# Self-Attention Visualization

This notebook visualizes the self-attention maps of a Vision Transformer (ViT). 
It uses `timm` to load a standard pre-trained model and registers hooks to capture attention weights.

In [None]:
import os
import numpy as np
import matplotlib.pyplot as plt
import torch
import torch.nn as nn
import torchvision.transforms as transforms
from PIL import Image
import timm

# Check device
device = torch.device("cuda" if torch.cuda.is_available() else "cpu")
print(f"Device: {device}")

In [None]:
# --- 1. Load Model and Register Hooks ---

# Load a standard pre-trained ViT from timm
model_name = "vit_base_patch16_224"
model = timm.create_model(model_name, pretrained=True)
model.to(device)
model.eval()

# Dictionary to store attention weights
attention_weights = {}

def get_attention_hook(name):
    def hook(module, input, output):
        # In timm ViT, the attention module returns the output (x), 
        # but we often need to dig into the internal logic to get raw attn weights.
        # However, for many standard implementations, we can hook into the Softmax layer 
        # inside the Attention block if accessible, or modify the model to return weights.
        # 
        # Here, we assume we are hooking a module that outputs the attention weights directly
        # or we calculate them if we hook the QKV projection. 
        # 
        # For simplicity in this demo with standard timm models, we will rely on 
        # extracting attributes if the model supports `get_attention_map` or simply 
        # assume the user provides a model wrapper that returns (output, attn).
        #
        # IF USING STANDARD TIMM VIT: The standard forward pass doesn't expose attn weights easily.
        # A common trick is to wrap the Attention modules.
        pass
    return hook

# --- Simpler Alternative: Wrap timm Attention to capture weights ---
# This function wraps the Attention block of a timm ViT to save the attention matrix.
class AttentionWrapper(nn.Module):
    def __init__(self, attn_module, layer_id):
        super().__init__()
        self.attn_module = attn_module
        self.layer_id = layer_id
    
    def forward(self, x):
        # Copy-paste logic from standard ViT Attention to extract weights
        # Or simply hook if possible.
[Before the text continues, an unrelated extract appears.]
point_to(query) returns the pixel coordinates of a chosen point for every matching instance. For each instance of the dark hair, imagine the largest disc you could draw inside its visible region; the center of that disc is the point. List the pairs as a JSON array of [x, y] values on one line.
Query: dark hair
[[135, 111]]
For generic usage, we will assume standard timm logic:
        B, N, C = x.shape
        qkv = self.attn_module.qkv(x).reshape(B, N, 3, self.attn_module.num_heads, C // self.attn_module.num_heads).permute(2, 0, 3, 1, 4)
        q, k, v = qkv.unbind(0)   # make torchscript happy (cannot use tensor as tuple)

        attn = (q @ k.transpose(-2, -1)) * self.attn_module.scale
        attn = attn.softmax(dim=-1)
        
        # SAVE WEIGHTS
        attention_weights[f'layer_{self.layer_id}'] = attn.detach().cpu()
        
        attn = self.attn_module.attn_drop(attn)
        x = (attn @ v).transpose(1, 2).reshape(B, N, C)
        x = self.attn_module.proj(x)
        x = self.attn_module.proj_drop(x)
        return x

# Replace Attention blocks with our wrapper
for i, block in enumerate(model.blocks):
    if hasattr(block, 'attn'):
        block.attn = AttentionWrapper(block.attn, i)
        print(f"Wrapped layer {i}")


In [None]:
# --- 2. Prepare Data ---

# Use a placeholder image from web or generate random noise for demonstration
# Replace 'path/to/your/image.jpg' with your actual image path
img_path = "sample_image.jpg" 

# Create a dummy image if not exists
if not os.path.exists(img_path):
    print("Creating dummy image...")
    Image.fromarray(np.random.randint(0, 255, (224, 224, 3), dtype=np.uint8)).save(img_path)

# Standard ImageNet transforms
transform = transforms.Compose([
    transforms.Resize((224, 224)),
    transforms.ToTensor(),
    transforms.Normalize(mean=[0.485, 0.456, 0.406], std=[0.229, 0.224, 0.225]),
])

original_img = Image.open(img_path).convert('RGB')
input_tensor = transform(original_img).unsqueeze(0).to(device)
print(f"Input shape: {input_tensor.shape}")

In [None]:
# --- 3. Run Inference and Visualize ---

# Helper function to calculate Normalized Mutual Information (from user code logic)
def calculate_nmi(attn):
    # Placeholder for NMI calculation logic found in original script
    # Assuming generic calculation here or just using mean attention for viz
    return attn

with torch.no_grad():
    _ = model(input_tensor)

print(f"Captured layers: {list(attention_weights.keys())}")

# Visualize Mean Attention Map for the last layer
last_layer_key = list(attention_weights.keys())[-1]
attn_map = attention_weights[last_layer_key][0] # (Heads, N, N)

# Average over heads
attn_mean = attn_map.mean(dim=0)

# Visualize attention from CLS token to other tokens
# Token 0 is usually CLS
cls_attn = attn_mean[0, 1:] # Drop cls-to-cls attention

# Reshape to image grid (14x14 for 224 image and 16 patch size)
grid_size = int(np.sqrt(cls_attn.shape[0]))
cls_attn_grid = cls_attn.reshape(grid_size, grid_size).numpy()

# Plot
fig, ax = plt.subplots(1, 2, figsize=(10, 5))
ax[0].imshow(original_img)
ax[0].set_title("Original")
ax[0].axis('off')

ax[1].imshow(cls_attn_grid, cmap='inferno')
ax[1].set_title(f"Attention (Layer {last_layer_key})")
ax[1].axis('off')

plt.tight_layout()
plt.show()